Britain reveals Ukraine tank delivery timeline
Ukraine will receive 14 Challenger 2 main battle tanks from the UK before the summer, Defense Minister Ben Wallace told Parliament on Monday. This timeline means the Challengers will likely arrive after Germany’s Leopard tanks reach the battlefield amid Kiev's hostilities with Russia.
Asked when the tanks would be deployed in Ukraine, Wallace told lawmakers "It'll be this side of the summer, or May – it'll be probably towards Easter time." For Western Christians, Easter Sunday falls on April 9 this year.

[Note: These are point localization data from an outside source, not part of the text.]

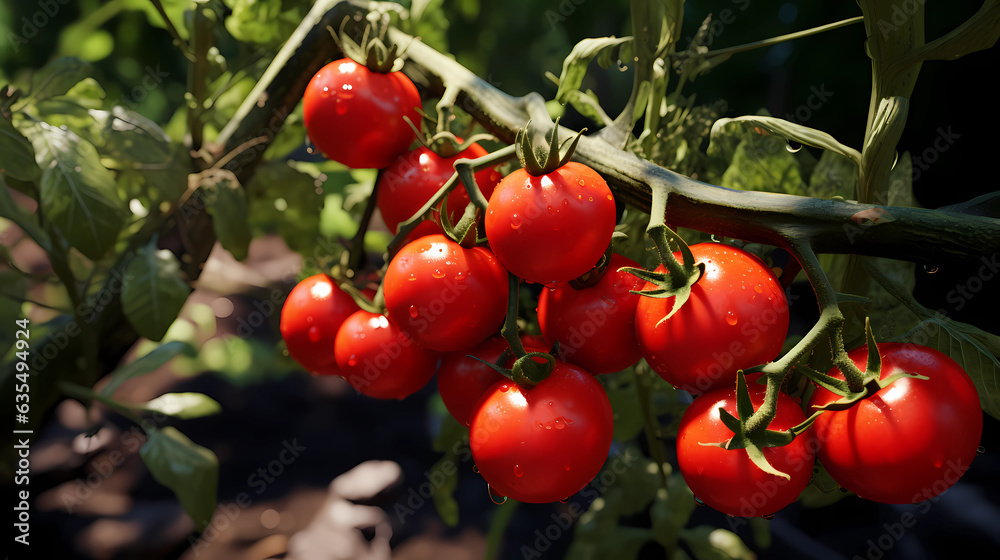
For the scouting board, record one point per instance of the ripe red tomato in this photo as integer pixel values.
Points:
(551, 228)
(546, 443)
(310, 317)
(595, 326)
(413, 178)
(727, 480)
(462, 380)
(355, 116)
(910, 441)
(444, 296)
(736, 318)
(379, 360)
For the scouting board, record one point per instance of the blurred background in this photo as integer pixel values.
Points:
(284, 436)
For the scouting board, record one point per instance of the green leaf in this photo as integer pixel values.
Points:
(145, 364)
(153, 291)
(575, 65)
(709, 543)
(188, 469)
(57, 77)
(78, 194)
(226, 202)
(788, 131)
(183, 405)
(11, 211)
(17, 157)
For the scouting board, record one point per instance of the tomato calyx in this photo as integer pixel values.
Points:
(371, 52)
(753, 441)
(679, 277)
(870, 378)
(540, 160)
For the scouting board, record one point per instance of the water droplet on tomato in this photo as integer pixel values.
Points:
(496, 497)
(314, 334)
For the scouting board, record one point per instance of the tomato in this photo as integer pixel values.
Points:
(413, 178)
(551, 228)
(355, 115)
(379, 360)
(595, 326)
(736, 318)
(444, 296)
(909, 441)
(546, 443)
(310, 317)
(462, 380)
(726, 479)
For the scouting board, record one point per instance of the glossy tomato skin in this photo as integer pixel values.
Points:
(727, 480)
(413, 178)
(551, 228)
(736, 318)
(379, 360)
(909, 441)
(444, 296)
(310, 318)
(542, 444)
(462, 380)
(355, 116)
(595, 326)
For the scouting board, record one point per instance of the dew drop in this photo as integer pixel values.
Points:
(497, 498)
(314, 334)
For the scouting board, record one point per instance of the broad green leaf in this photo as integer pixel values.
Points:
(575, 65)
(11, 211)
(78, 194)
(185, 467)
(976, 350)
(17, 157)
(786, 130)
(153, 291)
(148, 363)
(57, 77)
(183, 405)
(225, 201)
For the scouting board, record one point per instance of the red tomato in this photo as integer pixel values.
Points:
(444, 296)
(355, 116)
(727, 480)
(546, 443)
(910, 441)
(595, 327)
(736, 318)
(413, 178)
(379, 360)
(551, 228)
(462, 380)
(310, 317)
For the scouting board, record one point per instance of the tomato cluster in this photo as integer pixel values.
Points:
(543, 439)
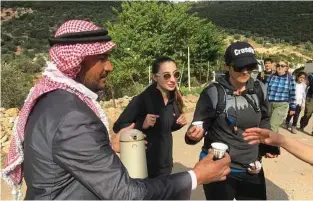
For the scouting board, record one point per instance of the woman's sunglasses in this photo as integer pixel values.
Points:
(248, 68)
(281, 65)
(168, 76)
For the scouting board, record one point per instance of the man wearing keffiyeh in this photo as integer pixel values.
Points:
(60, 139)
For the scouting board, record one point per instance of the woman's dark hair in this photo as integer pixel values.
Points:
(155, 69)
(268, 59)
(299, 74)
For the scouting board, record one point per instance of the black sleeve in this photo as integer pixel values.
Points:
(133, 113)
(81, 146)
(265, 109)
(205, 110)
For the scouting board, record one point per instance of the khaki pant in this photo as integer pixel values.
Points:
(278, 113)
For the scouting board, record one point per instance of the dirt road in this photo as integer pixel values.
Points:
(287, 177)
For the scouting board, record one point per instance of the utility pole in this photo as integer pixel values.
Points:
(188, 70)
(149, 75)
(207, 74)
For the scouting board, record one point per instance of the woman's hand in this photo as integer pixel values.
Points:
(181, 120)
(265, 136)
(195, 133)
(115, 139)
(150, 120)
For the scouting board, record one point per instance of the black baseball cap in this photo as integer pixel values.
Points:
(240, 54)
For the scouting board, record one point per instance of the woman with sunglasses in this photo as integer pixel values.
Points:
(244, 106)
(157, 112)
(281, 90)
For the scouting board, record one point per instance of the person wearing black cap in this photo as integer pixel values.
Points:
(61, 143)
(236, 102)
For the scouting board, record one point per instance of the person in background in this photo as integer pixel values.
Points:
(262, 76)
(236, 102)
(268, 137)
(281, 90)
(61, 143)
(157, 112)
(300, 102)
(308, 104)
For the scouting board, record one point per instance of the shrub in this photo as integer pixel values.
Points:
(237, 37)
(15, 86)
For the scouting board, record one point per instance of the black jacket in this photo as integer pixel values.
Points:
(159, 137)
(68, 156)
(237, 107)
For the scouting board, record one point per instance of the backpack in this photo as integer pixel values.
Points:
(221, 93)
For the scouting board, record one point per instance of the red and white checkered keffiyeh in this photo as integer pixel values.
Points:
(58, 74)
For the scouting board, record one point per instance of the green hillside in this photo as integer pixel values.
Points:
(30, 31)
(290, 21)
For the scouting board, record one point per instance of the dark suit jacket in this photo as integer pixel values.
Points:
(68, 156)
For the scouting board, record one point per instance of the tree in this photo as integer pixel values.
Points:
(145, 30)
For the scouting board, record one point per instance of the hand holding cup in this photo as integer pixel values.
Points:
(196, 131)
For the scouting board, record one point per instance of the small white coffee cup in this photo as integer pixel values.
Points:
(219, 149)
(198, 124)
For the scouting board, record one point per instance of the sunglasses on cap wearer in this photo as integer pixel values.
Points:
(248, 68)
(281, 65)
(168, 76)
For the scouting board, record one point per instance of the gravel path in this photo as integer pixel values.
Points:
(287, 177)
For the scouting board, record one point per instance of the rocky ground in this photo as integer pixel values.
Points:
(287, 177)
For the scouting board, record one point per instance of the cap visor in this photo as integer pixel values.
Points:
(244, 61)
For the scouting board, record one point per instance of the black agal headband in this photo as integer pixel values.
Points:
(81, 37)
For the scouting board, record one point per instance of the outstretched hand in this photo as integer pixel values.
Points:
(265, 136)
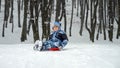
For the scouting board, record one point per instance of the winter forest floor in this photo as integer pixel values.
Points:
(73, 56)
(79, 53)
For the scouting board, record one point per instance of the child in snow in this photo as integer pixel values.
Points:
(57, 40)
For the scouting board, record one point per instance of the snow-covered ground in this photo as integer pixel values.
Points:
(79, 53)
(73, 56)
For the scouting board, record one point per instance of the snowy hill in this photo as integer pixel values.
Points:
(79, 53)
(73, 56)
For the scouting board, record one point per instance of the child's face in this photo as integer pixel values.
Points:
(55, 28)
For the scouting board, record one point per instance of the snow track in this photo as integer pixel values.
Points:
(74, 56)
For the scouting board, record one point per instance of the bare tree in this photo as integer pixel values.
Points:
(19, 2)
(70, 29)
(24, 28)
(0, 5)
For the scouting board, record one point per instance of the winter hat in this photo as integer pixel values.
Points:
(57, 24)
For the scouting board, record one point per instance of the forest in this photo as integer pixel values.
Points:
(98, 17)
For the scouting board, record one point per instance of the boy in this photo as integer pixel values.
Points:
(57, 40)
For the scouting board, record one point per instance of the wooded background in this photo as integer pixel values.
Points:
(98, 16)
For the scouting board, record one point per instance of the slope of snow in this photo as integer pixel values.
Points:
(73, 56)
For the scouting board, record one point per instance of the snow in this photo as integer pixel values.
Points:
(79, 53)
(73, 56)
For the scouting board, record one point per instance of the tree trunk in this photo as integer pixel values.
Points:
(0, 5)
(24, 28)
(70, 29)
(18, 2)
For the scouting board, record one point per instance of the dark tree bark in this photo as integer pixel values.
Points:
(82, 15)
(0, 5)
(58, 10)
(24, 28)
(46, 18)
(70, 29)
(11, 17)
(19, 2)
(93, 12)
(118, 30)
(6, 15)
(111, 18)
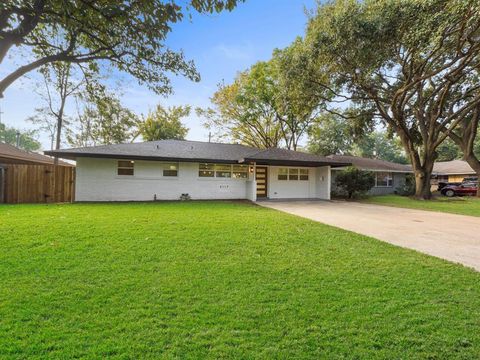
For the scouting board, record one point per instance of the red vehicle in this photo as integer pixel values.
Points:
(463, 189)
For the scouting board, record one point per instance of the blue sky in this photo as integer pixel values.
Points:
(220, 45)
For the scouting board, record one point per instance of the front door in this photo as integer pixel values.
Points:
(261, 179)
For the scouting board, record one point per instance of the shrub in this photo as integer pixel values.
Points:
(355, 182)
(185, 197)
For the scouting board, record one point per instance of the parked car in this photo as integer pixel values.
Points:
(442, 184)
(463, 189)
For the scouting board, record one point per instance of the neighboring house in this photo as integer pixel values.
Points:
(452, 171)
(166, 169)
(10, 154)
(389, 176)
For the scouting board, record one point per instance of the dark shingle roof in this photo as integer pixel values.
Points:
(162, 150)
(183, 150)
(372, 164)
(283, 156)
(13, 155)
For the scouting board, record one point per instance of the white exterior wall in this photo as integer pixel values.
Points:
(97, 180)
(317, 185)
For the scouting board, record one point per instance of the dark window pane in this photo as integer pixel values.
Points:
(170, 173)
(206, 173)
(125, 163)
(125, 171)
(223, 174)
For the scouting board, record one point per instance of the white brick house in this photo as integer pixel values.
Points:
(166, 169)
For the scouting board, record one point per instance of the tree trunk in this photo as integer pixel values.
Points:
(423, 176)
(422, 185)
(474, 163)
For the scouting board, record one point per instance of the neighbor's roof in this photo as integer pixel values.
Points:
(372, 164)
(454, 167)
(10, 154)
(196, 151)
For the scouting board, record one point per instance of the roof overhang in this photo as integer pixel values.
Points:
(293, 162)
(383, 170)
(74, 156)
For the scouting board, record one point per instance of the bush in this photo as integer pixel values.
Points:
(355, 182)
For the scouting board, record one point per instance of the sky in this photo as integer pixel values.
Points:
(220, 45)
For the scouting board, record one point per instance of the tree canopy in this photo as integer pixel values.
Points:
(128, 35)
(412, 64)
(27, 140)
(164, 123)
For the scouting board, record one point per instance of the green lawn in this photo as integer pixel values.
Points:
(458, 205)
(221, 280)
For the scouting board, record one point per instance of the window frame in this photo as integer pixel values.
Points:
(389, 179)
(165, 164)
(290, 175)
(221, 168)
(132, 168)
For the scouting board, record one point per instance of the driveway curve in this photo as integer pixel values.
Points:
(451, 237)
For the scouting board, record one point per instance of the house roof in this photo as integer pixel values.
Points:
(372, 164)
(454, 167)
(196, 151)
(287, 157)
(10, 154)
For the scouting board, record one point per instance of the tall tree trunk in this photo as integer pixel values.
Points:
(474, 163)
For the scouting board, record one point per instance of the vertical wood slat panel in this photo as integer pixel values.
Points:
(39, 184)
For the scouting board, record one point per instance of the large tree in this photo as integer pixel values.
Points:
(380, 145)
(244, 111)
(266, 105)
(164, 123)
(26, 138)
(414, 63)
(102, 121)
(296, 104)
(128, 34)
(330, 135)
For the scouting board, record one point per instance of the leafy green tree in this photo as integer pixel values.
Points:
(296, 103)
(266, 106)
(380, 145)
(354, 181)
(244, 111)
(103, 121)
(27, 140)
(164, 123)
(129, 35)
(330, 135)
(448, 150)
(413, 63)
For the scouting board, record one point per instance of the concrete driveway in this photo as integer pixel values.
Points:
(452, 237)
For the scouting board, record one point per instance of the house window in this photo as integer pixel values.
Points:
(125, 167)
(206, 170)
(383, 179)
(170, 169)
(283, 174)
(240, 171)
(222, 170)
(226, 171)
(304, 174)
(292, 174)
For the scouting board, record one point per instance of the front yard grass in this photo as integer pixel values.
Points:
(221, 280)
(457, 205)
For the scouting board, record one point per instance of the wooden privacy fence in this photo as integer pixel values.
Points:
(37, 184)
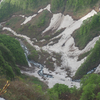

Wallace said that he could not provide further information on the training process for the tanks’ Ukrainian operators. Kiev’s ambassador to the UK, Vadim Pristaiko, told Ukrainian media last week that this process “will not take much time.”
Wallace’s timeline is close to that provided by Alex Chalk, the Defense Ministry minister of state, who said last week that the Challengers should be deployed “at the end of March.”
The UK announced that it would send the Challengers nearly two weeks before Germany confirmed it would donate an equal number of Leopard 2 tanks. However, the German armor will likely reach Ukraine just before its British equivalents, with Berlin stating on Thursday that its tanks would arrive by the end of March or beginning of April.
Germany also granted other European countries permission to ship their own fleets of Leopards to Ukraine. Poland, which had threatened to send the tanks with or without Berlin’s permission, will deliver around 14 Leopards “within a few weeks,” Deputy Defense Minister Wojciech Skurkiewicz told local media on Thursday.
The last heavy Western armor to reach Ukraine will be the US’ M1 Abrams tanks, the deliveries of which were announced by Washington alongside Germany’s Leopards. The announcement came despite earlier statements from the Pentagon that the Abrams tanks are too complex to maintain and consume too much fuel for use in Ukraine. According to recent reporting by the Washington Post, the tanks were only offered as “cover” for Germany to send the Leopards, and will not arrive until the end of the year at the earliest.
Russia has maintained that foreign weapons, including heavy tanks, will not change the course of the conflict. “As we said in the past, these tanks will burn just like the rest. They just cost a lot [to make],” Kremlin spokesman Dmitry Peskov said on Wednesday, referring to the Abrams specifically.